The standard approach to coronary artery bypass grafting (CABG) involves a full sternotomy with bypass grafts placed to all appropriate coronary targets. There are 200,000 cases/year in the United States that use this approach, making it one of the most thoroughly investigated, improved, optimized, and streamlined surgical procedures in all of medical history. The results of a given program can be risk stratified, compared to national norms using well-defined benchmarks established by the Society of Thoracic Surgeons (STS) National Database, which drives continuous improvement. These efforts have turned CABG into a fungible commodity that is reproducible in a cost-effective manner by most cardiothoracic surgeons. This cost efficiency has major implications for our healthcare system because the annual expenditures for CABG exceed $10 billion.

The technique for a CABG done today remains fundamentally unchanged since it was first developed decades ago via a full median sternotomy, with complete cardiopulmonary bypass (CPB) and an arrested heart, using saphenous vein conduits to create most of the bypass grafts. Less invasive approaches that avoid the sternotomy (e.g., MIDCAB) were developed in the 1990s but are currently limited to less than 0.5% of all CABG cases in the United States. Even more modest improvements aimed at avoiding the side effects of CPB such as off-pump CABG through a full sternotomy (OPCAB) machine (CPB) have failed to achieve widespread adoption.

Robotic-assisted CABG (rCABG) is a less invasive approach to CABG that avoids a median sternotomy. Single-center studies demonstrate that rCABG attenuates the bleeding and infection risk associated with large incisions, reduces postoperative recovery times and convalescence, and shortens the duration of time for pain to resolve. After multiple clinical trials, sternotomy OPCAB has shown no advantage for these endpoints compared to on-pump CABG. This suggests that the sternotomy is an important and underappreciated driver of morbidity and recovery time while the adverse effects of CPB may have been overestimated.

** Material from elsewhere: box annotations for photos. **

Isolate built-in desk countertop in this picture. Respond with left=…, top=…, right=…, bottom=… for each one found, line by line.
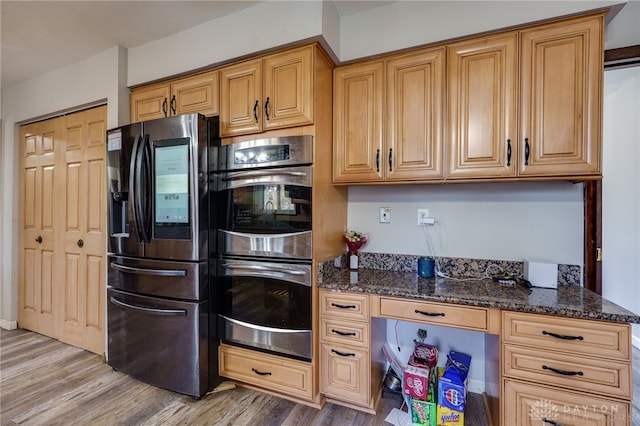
left=317, top=260, right=640, bottom=426
left=318, top=268, right=640, bottom=323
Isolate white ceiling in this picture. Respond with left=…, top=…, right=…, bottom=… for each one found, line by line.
left=0, top=0, right=393, bottom=87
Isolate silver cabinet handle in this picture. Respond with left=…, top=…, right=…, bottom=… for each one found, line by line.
left=110, top=262, right=187, bottom=277
left=109, top=296, right=187, bottom=316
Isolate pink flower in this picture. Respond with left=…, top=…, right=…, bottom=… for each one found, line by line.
left=344, top=231, right=369, bottom=255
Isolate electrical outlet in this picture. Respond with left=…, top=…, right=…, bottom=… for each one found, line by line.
left=380, top=207, right=391, bottom=223
left=418, top=209, right=429, bottom=225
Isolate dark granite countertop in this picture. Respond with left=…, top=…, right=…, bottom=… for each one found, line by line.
left=318, top=267, right=640, bottom=323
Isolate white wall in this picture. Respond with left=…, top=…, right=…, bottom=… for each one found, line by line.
left=340, top=0, right=624, bottom=61
left=128, top=1, right=324, bottom=86
left=0, top=47, right=129, bottom=328
left=602, top=66, right=640, bottom=347
left=348, top=182, right=584, bottom=393
left=348, top=182, right=584, bottom=264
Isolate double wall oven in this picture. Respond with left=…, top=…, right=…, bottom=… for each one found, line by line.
left=217, top=136, right=313, bottom=360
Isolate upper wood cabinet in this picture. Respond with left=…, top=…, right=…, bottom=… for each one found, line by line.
left=334, top=48, right=445, bottom=182
left=518, top=15, right=604, bottom=176
left=447, top=15, right=603, bottom=179
left=220, top=45, right=315, bottom=136
left=131, top=70, right=220, bottom=122
left=447, top=33, right=518, bottom=178
left=333, top=61, right=384, bottom=182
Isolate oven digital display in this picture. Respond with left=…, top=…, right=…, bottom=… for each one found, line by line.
left=155, top=144, right=189, bottom=224
left=233, top=145, right=291, bottom=164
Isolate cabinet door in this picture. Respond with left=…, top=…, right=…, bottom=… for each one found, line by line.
left=262, top=46, right=313, bottom=130
left=220, top=59, right=262, bottom=136
left=519, top=16, right=603, bottom=176
left=501, top=380, right=632, bottom=426
left=130, top=83, right=170, bottom=123
left=320, top=343, right=371, bottom=405
left=447, top=33, right=517, bottom=179
left=169, top=71, right=220, bottom=116
left=333, top=61, right=384, bottom=182
left=383, top=48, right=444, bottom=180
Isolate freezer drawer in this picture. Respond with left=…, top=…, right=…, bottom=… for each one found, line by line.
left=107, top=288, right=220, bottom=397
left=108, top=255, right=209, bottom=300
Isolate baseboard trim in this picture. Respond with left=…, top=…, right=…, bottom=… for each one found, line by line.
left=0, top=319, right=18, bottom=330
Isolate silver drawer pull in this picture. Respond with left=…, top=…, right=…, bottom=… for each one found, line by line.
left=251, top=368, right=271, bottom=376
left=542, top=365, right=584, bottom=376
left=542, top=330, right=584, bottom=340
left=331, top=349, right=356, bottom=357
left=415, top=309, right=444, bottom=317
left=331, top=303, right=356, bottom=309
left=331, top=328, right=356, bottom=336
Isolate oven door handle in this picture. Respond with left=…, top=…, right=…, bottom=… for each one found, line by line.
left=222, top=264, right=306, bottom=276
left=219, top=314, right=311, bottom=333
left=109, top=296, right=187, bottom=316
left=221, top=170, right=307, bottom=182
left=110, top=262, right=187, bottom=277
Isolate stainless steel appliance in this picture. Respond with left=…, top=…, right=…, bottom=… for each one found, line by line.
left=107, top=114, right=220, bottom=397
left=218, top=136, right=313, bottom=360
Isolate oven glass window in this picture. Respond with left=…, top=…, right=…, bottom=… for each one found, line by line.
left=222, top=276, right=311, bottom=330
left=222, top=183, right=311, bottom=234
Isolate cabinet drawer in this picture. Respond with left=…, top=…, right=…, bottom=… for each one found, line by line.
left=503, top=345, right=631, bottom=398
left=320, top=291, right=369, bottom=322
left=502, top=312, right=631, bottom=361
left=219, top=345, right=313, bottom=399
left=501, top=380, right=632, bottom=426
left=320, top=343, right=371, bottom=405
left=320, top=318, right=369, bottom=349
left=380, top=297, right=488, bottom=331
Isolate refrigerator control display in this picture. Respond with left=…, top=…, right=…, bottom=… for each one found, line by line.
left=155, top=145, right=189, bottom=224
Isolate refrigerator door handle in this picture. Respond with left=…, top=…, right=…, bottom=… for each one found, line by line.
left=134, top=134, right=151, bottom=244
left=110, top=262, right=187, bottom=277
left=109, top=296, right=187, bottom=316
left=129, top=135, right=142, bottom=242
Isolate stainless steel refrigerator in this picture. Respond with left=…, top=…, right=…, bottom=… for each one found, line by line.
left=107, top=114, right=221, bottom=398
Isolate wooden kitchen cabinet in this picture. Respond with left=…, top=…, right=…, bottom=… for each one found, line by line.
left=130, top=70, right=219, bottom=123
left=379, top=297, right=490, bottom=331
left=220, top=45, right=316, bottom=137
left=501, top=312, right=632, bottom=425
left=334, top=48, right=445, bottom=183
left=219, top=344, right=313, bottom=400
left=447, top=32, right=518, bottom=179
left=501, top=380, right=632, bottom=426
left=320, top=291, right=382, bottom=413
left=447, top=14, right=603, bottom=179
left=518, top=14, right=604, bottom=177
left=333, top=61, right=384, bottom=183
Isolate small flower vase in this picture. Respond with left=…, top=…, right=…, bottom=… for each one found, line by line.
left=349, top=254, right=358, bottom=269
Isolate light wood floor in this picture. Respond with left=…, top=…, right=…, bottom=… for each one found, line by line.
left=0, top=329, right=640, bottom=426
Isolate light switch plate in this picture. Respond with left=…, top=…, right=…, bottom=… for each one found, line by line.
left=380, top=207, right=391, bottom=223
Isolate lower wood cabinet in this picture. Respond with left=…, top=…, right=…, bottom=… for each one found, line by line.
left=219, top=344, right=313, bottom=399
left=320, top=291, right=386, bottom=413
left=501, top=379, right=632, bottom=426
left=320, top=343, right=371, bottom=406
left=502, top=312, right=632, bottom=426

Performed only at selected centers, rCABG has none of the benchmarks, standards, or “best practice” recommendations available for traditional CABG. There is no clear consensus on the best approach to performing the distal anastomoses, either hand-sewn via a left-sided minithoracotomy or created totally endoscopically using the robotic instruments (i.e., TECAB). In addition, most centers only apply rCABG for grafting the left internal mammary artery (LIMA) to the left anterior descending (LAD) coronary
artery. Those patients that require multiple bypass grafts for a complete revascularization are rarely grafted with bilateral IMA (BIMA) conduits during rCABG. However, there is a greater consensus among rCABG surgeons about the utility of staged combination of both percutaneous coronary intervention (PCI) and less invasive LIMA to LAD grafting, known as the “hybrid approach.” Hybrid coronary artery revascularization is tailored in a patient-specific manner so that stenting is used to treat amenable non-LAD lesions while the gold standard IMA graft is used to revascularize the critical LAD. This approach necessitates real time collaboration of a multidisciplinary team, or the “heart-team” approach. The most recent ACC/AHA guidelines have recognized hybrid procedures are a reasonable and viable approach to achieve revascularization in appropriate patients.

Although the hybrid approach is appropriate for a broad population of patients, careful patient selection is paramount. Patients with unstable hemodynamics or active coronary ischemia (e.g., ST elevations on arrival to the OR) benefit from the full cardiac exposure and access provided by a sternotomy, making them poor candidates for the limited exposure of rCABG. Patients with pulmonary hypertension or significant lung disease are not likely to tolerate the period of single-lung ventilation required during rCABG and are contraindicated for this approach. Relative contraindications include those with unfavorable anatomy or lesions not amenable to complete revascularization through a less invasive approach. Given the impact that the specialized team has on the success of this procedure, rCABG is often not used in patients that present for urgent revascularization “off hours” when the robotic team is not available. Multiple grafts done using the rCABG technique are challenging in those with low left ventricular ejection fractions because surgical access to posterior or lateral wall targets is difficult, even while the heart is decompressed on peripheral CPB support. During the informed consent process, the surgeon should try to determine if the patient might prefer a more stereotyped procedure with a longer “track record” than rCABG. A patient who seems reluctant to accept the often unforeseen risks of innovation or has unrealistic expectations are at increased risk of postoperative decisional regret after rCABG and should be steered toward a traditional approach.